I don't claim to have many--if any at all--of the answers to the problems in our world.
I don't know that I will always handle every battle the right way.
But I do know that in situations that arise in our lives, our confidence remains in Jesus Christ. My prayer, much like MLK Jr.'s was, is that my daughter will be judged and judge others by the content of their character, NOT the color of their skin. And that her marriage, someday, will be a glimpse and example to those around her, of the love of Christ for the Church.
I pray that society continues to work towards acceptance and stops allowing the enemy to use us as tools of rejection and separation against one another.
And I pray that, even if society isn't perfect in our lifetimes. Even if we have to walk through many of the trials that I so desperately want to shield her from? That even if there are cultural and societal dysfunctions that attempt to tear down and destroy our family and more specifically my children?
That my daughter's Identity is never shaken.
Because it never belonged to this world to begin with.
This is one of my favorite songs by Israel. When I hear it, I am immediately taken back to our trip to the Congo in 2007. We did this song with their worship team incorporating English and French. It was one of my favorite moments. I could feel God smiling down on us as we were in total unity!
3 comments:
Great post, Ashley!
Ugh- I would be super frustrated too! Lord help us to be wise when these types of situations come up in future (as I'm guessing more will.) Randee
I wonder a bit about the age of the people who had that conversation. I mean, I can appreciate your feelings, and I can understand your frustration. At the same time, I know just a few short years ago life was extremely difficult for children of those types of marriages. I know because my best friend was the product of the marriage of a white man and an African-American mother.

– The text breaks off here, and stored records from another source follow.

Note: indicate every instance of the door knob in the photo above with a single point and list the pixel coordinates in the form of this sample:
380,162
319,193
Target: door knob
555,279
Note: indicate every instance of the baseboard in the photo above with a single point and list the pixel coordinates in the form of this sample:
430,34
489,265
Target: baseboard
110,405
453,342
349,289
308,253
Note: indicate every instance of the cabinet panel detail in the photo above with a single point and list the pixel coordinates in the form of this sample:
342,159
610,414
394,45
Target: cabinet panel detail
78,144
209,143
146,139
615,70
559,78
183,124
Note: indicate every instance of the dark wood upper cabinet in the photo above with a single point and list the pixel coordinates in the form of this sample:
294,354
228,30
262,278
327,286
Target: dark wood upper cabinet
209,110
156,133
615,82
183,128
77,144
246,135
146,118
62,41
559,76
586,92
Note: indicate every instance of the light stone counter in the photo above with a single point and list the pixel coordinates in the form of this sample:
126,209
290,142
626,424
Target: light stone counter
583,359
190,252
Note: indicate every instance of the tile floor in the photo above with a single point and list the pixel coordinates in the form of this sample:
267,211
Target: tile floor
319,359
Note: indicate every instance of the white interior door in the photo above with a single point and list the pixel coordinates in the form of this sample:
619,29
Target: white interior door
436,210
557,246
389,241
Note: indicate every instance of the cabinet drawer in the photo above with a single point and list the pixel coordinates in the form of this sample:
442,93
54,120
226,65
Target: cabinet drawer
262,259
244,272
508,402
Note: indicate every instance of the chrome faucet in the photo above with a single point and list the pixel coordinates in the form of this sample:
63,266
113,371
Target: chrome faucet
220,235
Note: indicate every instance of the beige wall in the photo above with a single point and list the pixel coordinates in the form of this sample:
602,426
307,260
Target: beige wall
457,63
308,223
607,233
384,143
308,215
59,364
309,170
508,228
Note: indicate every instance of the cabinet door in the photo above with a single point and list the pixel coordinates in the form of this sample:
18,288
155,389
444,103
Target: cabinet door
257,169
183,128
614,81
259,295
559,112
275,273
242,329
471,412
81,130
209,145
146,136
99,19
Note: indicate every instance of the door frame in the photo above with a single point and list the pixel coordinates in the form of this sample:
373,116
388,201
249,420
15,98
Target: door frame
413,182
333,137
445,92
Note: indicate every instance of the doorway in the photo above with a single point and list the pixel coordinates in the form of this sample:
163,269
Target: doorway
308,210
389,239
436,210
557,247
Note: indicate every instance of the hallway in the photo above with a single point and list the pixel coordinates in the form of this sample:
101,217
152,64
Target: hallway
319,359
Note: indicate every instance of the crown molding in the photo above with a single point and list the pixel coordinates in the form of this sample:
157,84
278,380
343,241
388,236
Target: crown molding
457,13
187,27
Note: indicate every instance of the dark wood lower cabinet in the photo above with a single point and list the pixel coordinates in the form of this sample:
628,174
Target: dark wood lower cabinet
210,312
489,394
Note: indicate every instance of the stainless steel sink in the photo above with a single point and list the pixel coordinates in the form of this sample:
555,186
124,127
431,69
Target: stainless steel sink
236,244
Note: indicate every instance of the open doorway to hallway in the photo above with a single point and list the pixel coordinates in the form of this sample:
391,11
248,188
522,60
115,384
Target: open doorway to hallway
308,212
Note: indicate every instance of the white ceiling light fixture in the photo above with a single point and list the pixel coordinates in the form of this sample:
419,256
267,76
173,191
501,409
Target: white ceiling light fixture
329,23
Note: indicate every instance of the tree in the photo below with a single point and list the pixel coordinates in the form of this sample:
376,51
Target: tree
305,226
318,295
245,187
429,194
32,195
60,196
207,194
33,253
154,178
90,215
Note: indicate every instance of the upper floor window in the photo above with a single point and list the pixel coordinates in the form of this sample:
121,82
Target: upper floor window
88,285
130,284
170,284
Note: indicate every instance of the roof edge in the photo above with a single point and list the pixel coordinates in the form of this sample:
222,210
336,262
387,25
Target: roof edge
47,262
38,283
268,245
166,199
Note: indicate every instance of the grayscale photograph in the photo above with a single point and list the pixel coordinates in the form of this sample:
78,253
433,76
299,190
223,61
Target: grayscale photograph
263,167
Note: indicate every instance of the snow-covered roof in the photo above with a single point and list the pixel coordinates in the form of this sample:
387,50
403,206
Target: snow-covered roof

Her parents married while still in college. Right out of college, her father got a dream job. Then a workmate found out about his marriage. Eventually he was fired for a minor mistake because the boss was just looking for a way to fire him without exposing the company to anything sordid such as having to pay him unemployment. She was the only person of mixed race in our community, or anywhere nearby. Things were so hard for her as a small child her family decided not to subject any further children to those difficulties and thus she was and is an only child. As a family, she and her parents had to deal with so much that was unfair.
I'm just saying perhaps these people were honestly thinking of the children and not the adults in this situation. I believe things are better now, because so many more people are like you, or at least I like to think so. I still am not certain I'd want to have children were I a young person now in such a relationship because I remember all the times I held my friend while she sobbed out her hurt and frustration. Unfortunately, there were as many from either race who hurt her. That's how I learned you don't have to be white to be racist. I would never want to put a child through that.
I also don't think this is the same thing as your child. I'm not sure how to express it well, so please try to understand what I mean. She will always have her own genetic heritage, and having been adopted by you won't change that. She won't suddenly become of two races because you adopted her. She will have her own issues to deal with and not the same issues as my friend. I pray strength of character and of will for you as a family to deal with that set of problems.